Professor of Tropical Epidemiology, London School of Hygiene and Tropical Medicine
- Incumbent
- Assumed office 1989

Personal details
- Born: Peter George Smith 3 May 1942 (age 83)
- Occupation: Epidemiologist

= Peter Smith (epidemiologist) =

Epidemiologist in the United Kingdom

Peter George Smith (born 3 May 1942) is a British epidemiologist who is Professor of Tropical Epidemiology at the London School of Hygiene and Tropical Medicine (LSHTM).

==Background==
Peter Smith graduated in mathematics from City University, London and joined the Medical Research Council's Statistical Research Unit in 1965. He went on to work on various aspects of epidemiological and statistical research including: MRC Clinical and Population Cytogenetics Research Unit, Edinburgh (1967–69); Makerere University Medical School, Uganda (1970–71); International Agency for Research on Cancer, Lyon, France and Uganda (1971–72); Imperial Cancer Research Fund Cancer Epidemiology Unit, Oxford (1972–79).

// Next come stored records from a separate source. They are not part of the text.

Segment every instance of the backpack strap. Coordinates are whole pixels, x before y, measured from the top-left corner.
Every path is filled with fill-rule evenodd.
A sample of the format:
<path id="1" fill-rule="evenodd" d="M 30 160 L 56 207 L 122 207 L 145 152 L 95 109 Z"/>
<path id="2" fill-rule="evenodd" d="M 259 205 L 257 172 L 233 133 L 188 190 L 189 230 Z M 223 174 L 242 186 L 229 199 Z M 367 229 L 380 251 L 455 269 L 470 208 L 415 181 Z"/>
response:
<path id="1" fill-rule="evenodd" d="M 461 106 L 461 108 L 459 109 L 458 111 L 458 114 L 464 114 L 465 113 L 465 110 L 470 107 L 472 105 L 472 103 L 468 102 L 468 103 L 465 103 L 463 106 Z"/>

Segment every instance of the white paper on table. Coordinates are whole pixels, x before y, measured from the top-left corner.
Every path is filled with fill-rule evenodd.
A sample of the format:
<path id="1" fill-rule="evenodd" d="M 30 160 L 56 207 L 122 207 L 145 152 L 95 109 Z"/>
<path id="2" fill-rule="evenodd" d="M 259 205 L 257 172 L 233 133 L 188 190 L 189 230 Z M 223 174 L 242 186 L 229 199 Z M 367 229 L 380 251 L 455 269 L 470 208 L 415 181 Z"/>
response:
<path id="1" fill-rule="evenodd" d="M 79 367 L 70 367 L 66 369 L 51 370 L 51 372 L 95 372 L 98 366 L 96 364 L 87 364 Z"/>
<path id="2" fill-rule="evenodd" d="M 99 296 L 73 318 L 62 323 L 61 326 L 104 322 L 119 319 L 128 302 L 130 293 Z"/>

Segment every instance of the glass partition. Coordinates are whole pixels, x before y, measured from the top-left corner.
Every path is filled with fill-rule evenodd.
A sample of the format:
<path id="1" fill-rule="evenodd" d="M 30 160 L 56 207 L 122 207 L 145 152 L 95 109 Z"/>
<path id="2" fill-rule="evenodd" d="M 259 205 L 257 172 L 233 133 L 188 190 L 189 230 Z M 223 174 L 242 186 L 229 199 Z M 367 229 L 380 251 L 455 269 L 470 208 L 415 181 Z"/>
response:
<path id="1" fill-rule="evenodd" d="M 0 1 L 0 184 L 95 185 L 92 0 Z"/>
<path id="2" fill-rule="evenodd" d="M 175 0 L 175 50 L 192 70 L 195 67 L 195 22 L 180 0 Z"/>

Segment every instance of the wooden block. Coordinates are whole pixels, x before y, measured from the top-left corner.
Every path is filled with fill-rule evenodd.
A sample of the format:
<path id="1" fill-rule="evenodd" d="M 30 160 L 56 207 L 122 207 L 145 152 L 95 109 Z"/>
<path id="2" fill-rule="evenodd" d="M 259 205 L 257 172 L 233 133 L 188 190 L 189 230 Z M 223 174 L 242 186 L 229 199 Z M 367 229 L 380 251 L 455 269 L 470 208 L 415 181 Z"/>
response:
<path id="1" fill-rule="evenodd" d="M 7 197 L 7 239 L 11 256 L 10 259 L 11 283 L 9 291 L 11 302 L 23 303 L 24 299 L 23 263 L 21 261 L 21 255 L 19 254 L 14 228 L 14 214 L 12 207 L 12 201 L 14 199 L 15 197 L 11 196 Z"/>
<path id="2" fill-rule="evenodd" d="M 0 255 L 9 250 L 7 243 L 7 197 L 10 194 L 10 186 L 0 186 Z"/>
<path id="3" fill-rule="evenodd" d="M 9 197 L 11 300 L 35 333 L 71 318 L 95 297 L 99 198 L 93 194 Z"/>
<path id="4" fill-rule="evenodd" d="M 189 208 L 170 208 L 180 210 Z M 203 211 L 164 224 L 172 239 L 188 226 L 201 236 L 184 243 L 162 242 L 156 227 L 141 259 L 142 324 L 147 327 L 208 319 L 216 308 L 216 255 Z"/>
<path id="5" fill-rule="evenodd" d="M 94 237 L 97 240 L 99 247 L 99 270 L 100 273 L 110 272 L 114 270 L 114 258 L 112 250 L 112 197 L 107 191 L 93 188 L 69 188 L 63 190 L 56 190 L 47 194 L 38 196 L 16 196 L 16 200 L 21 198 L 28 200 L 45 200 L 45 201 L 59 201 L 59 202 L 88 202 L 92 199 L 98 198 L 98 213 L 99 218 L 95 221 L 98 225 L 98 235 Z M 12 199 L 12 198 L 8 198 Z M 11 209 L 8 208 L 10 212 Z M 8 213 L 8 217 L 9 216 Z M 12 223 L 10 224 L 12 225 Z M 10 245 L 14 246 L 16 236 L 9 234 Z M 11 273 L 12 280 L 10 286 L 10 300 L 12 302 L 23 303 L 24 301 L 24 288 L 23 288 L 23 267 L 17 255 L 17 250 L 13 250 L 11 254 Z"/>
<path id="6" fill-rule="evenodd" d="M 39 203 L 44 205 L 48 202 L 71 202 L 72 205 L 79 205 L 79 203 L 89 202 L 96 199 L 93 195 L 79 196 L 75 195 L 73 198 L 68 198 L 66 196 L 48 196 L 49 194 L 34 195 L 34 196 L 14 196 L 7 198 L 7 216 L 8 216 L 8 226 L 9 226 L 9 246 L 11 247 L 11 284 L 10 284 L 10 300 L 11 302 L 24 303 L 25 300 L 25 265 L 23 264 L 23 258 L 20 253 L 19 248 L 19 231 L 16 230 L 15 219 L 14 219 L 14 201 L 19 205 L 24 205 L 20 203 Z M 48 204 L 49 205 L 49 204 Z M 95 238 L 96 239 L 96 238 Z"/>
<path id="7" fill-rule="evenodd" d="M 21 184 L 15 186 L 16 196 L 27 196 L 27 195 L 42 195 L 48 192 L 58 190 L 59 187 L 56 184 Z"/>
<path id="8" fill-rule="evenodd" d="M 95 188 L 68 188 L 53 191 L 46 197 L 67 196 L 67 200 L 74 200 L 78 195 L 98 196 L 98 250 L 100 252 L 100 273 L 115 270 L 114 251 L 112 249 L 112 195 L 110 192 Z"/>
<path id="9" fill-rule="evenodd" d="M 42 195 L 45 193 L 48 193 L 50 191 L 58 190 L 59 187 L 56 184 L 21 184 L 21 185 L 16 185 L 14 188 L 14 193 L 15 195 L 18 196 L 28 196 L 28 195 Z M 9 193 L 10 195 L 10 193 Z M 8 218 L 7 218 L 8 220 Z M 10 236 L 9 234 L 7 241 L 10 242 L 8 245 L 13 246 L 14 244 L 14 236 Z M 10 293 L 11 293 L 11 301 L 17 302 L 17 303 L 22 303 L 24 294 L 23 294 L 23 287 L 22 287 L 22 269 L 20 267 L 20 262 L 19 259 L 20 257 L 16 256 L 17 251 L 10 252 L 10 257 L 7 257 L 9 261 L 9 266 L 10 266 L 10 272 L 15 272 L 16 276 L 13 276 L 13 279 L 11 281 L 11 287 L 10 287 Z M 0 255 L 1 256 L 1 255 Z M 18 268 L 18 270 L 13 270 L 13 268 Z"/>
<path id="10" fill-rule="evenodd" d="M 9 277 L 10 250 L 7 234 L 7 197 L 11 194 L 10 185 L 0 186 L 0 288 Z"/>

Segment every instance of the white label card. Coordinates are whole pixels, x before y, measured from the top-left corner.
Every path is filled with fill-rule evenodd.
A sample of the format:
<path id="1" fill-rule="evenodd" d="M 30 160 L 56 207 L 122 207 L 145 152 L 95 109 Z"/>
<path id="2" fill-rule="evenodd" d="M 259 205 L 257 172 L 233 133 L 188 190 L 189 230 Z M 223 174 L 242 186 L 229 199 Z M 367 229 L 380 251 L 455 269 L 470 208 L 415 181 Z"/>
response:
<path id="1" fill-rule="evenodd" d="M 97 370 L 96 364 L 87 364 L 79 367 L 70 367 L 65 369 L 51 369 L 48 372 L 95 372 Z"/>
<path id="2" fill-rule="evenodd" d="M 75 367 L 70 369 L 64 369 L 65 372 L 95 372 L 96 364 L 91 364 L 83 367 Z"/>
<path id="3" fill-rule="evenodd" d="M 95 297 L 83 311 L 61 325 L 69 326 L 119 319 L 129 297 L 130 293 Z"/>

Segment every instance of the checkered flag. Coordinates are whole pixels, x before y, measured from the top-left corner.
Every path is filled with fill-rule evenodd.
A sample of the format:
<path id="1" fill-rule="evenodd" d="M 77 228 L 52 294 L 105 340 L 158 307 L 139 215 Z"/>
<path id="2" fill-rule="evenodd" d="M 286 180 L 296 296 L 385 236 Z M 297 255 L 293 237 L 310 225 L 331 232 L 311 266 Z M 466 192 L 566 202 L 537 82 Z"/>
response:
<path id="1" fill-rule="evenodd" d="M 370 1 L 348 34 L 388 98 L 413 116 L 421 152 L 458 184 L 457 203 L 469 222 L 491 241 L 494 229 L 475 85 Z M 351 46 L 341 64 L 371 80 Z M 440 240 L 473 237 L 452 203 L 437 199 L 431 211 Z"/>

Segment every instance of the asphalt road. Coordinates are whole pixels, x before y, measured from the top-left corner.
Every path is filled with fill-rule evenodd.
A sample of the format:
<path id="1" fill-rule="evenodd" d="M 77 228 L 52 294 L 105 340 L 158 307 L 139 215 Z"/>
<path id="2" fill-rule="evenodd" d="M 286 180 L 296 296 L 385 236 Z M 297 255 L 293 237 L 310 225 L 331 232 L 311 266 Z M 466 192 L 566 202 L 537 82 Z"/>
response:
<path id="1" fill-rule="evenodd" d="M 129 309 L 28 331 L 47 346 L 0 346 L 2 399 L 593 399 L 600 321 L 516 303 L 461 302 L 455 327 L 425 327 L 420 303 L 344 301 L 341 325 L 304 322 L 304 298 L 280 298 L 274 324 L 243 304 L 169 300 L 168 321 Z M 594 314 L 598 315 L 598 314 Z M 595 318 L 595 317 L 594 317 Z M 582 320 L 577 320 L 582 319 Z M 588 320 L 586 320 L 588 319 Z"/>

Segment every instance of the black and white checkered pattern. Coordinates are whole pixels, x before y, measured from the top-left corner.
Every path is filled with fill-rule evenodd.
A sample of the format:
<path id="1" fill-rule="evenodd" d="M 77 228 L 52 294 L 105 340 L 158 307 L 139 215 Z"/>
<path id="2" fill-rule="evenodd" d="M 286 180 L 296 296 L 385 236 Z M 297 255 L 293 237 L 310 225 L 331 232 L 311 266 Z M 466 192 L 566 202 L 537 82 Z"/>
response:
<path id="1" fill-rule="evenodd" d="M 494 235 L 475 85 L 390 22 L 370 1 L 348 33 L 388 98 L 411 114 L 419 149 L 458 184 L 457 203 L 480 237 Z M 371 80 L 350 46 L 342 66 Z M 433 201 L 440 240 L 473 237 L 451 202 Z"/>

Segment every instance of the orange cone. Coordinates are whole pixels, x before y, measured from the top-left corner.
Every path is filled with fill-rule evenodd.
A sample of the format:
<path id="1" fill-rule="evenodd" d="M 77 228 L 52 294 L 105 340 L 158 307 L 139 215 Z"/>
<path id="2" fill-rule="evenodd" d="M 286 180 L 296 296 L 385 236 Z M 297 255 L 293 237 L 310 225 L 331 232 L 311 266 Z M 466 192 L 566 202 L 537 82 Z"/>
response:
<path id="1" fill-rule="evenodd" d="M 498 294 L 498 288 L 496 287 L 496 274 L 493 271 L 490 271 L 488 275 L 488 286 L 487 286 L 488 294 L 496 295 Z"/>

He joined LSHTM in 1979 to head the Tropical Epidemiology Unit. In 1987 he was placed at the Harvard School of Public Health, Boston and was also involved in the Tropical Diseases Research Programme of WHO in that year. He headed the Department of Epidemiology and Population Sciences at the LSHTM from 1990-96. In 1997 the Department of Infectious and Tropical Diseases was formed at the LSHTM, which he headed until 2002. He is currently Professor of Tropical Epidemiology.

==Other Appointments==
- Governor of the Wellcome Trust
- Member of the Partnership Board of the European and Developing Countries Clinical Trials Partnership.
- Deputy Chair of the Nuffield Council on Bioethics.
- He serves on a number of advisory committees of the World Health Organisation and of the UK Government.
- He serves as Chair of the Programme Board for Global Health and Vaccination Research (GLOBVAC), Research Council of Norway for the period 2011–17.

==Research==
Research interests include large-scale intervention studies against tropical diseases, including vaccine trials. Peter has also been involved in recent years in research on the link between bovine spongiform encephalopathy (BSE) and Creutzfeldt–Jakob disease in humans. From 1996 to 2004 he served on the Spongiform Encephalopathy Advisory Committee, which advises the UK government on BSE and related issues. He was the acting chair of the committee from 1999–2001 and was the chair from August 2001 to July 2004. He also serves on a number of international committees relating to intervention studies against some of the major tropical diseases.

==Honours and awards==
Peter Smith received professional recognition with the presentation of:

- Donald Reid Medal for Epidemiology in 2003.